Going off on a completely unintended tangent, I have always wondered if there is some genetic component that even minutely influences ones psychology in relation to physiology. I recall many years ago while visiting a friend, a good number of his friends kept calling me David because I looked like and had the same mannerisms as this other guy named David that they all knew. I know there are always social influences, but how much is hardwired and can be deduced by just looking at someones physical characteristics?
Somewhat related to that, according to a scientific study that correlated specific characteristics of a persons hand structure and athletic abilities, despite my physical disability (which is not hereditary at all) I have all the genetic markers of a superior physical athlete and supercharged sex machine. Maybe a second opinion is needed?
Ok, no more tangents...
I learned a few new things at the First Aid for the Trail clinic, like the multiple stages of hyperthermia and hypothermia. She discussed the various types of shock which has prompted me to want to learn more about it. Not being in the medical field, from just observations I thought shock was a psychosomatic response to physical trauma. Not so. I really must do more reading.
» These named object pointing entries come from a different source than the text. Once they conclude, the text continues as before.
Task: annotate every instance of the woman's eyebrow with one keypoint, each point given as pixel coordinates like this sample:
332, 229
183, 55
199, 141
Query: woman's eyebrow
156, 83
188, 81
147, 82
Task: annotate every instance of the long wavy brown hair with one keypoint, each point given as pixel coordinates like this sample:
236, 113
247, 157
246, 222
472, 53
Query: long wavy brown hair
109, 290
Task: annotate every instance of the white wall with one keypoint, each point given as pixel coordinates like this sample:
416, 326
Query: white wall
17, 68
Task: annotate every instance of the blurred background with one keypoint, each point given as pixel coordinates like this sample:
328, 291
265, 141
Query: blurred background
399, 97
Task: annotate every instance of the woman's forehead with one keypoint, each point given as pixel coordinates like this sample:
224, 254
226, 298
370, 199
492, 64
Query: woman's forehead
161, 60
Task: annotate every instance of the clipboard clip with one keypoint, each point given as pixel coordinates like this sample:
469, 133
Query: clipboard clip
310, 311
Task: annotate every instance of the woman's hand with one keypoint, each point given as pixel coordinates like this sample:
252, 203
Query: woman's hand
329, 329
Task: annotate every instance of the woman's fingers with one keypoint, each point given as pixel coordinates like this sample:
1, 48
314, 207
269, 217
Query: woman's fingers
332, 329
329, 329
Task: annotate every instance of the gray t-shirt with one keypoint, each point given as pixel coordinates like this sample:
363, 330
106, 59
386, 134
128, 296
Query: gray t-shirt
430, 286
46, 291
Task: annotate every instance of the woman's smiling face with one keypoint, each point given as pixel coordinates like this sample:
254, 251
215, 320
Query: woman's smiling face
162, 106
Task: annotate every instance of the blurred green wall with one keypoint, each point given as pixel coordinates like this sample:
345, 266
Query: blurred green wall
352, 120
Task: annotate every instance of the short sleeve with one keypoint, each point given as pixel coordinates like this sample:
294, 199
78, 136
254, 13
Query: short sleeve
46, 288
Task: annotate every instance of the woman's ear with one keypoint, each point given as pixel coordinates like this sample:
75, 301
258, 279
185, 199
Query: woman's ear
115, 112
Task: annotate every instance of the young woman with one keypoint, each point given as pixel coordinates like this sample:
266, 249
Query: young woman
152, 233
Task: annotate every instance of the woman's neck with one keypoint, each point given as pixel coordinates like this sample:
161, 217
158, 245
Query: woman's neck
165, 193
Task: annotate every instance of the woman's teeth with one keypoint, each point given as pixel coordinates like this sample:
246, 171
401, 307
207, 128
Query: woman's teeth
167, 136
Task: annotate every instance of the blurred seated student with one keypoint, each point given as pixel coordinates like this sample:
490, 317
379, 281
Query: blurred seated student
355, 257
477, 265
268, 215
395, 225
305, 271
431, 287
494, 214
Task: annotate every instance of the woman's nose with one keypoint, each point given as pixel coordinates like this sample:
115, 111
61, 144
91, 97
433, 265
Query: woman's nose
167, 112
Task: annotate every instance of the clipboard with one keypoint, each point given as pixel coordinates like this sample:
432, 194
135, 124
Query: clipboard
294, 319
My first aid kits seem to be in order. I have a few different ones depending on where and when I am hiking. My smallest one is just several sizes of band-aids, peroxide spray, antibacterial ointments, latex glove and a compression bandage. It all fits into a poly bag about the size of an index card and it solely for day hikes in areas I know well. I also carry a snake/bug bite kit but all of the professionals I have been talking to lately say that the kits have been pretty proven scientifically to be useless if bitten by a snake. I don't know if that fact applies to bug bites or not. Everything else I need is covered by my massive Swiss army knife.
Last night was the the "Pack Light, Pack Right" clinic and I went there thinking that wouldn't learn much but I was dead wrong. Since the last time I fully outfitted myself, the newer technologies have made just about everything even lighter. It was a backpackers wet dream and I worked hard to hide my serious state of hiker arousal from all. My outdooring is pretty much limited to full day hikes now so I don't need any major gear anymore but it sure was nice to look at and fondle everything with wanton abandon. With what little was discussed about minimalist day hiking, I did at least come away with the knowledge that I have been doing everything right.
Tonight's is the "Intro to Birding" clinic and I plan to go simply because I don't know a damn thing about our local birds other than the fact that roadrunners are really neat. Lately I am finding the overwhelming need to fill myself up with as much knowledge as possible and this is a good opportunity to indulge that need.
It's a beautiful day today so I'm off for a 5.2 mile hike.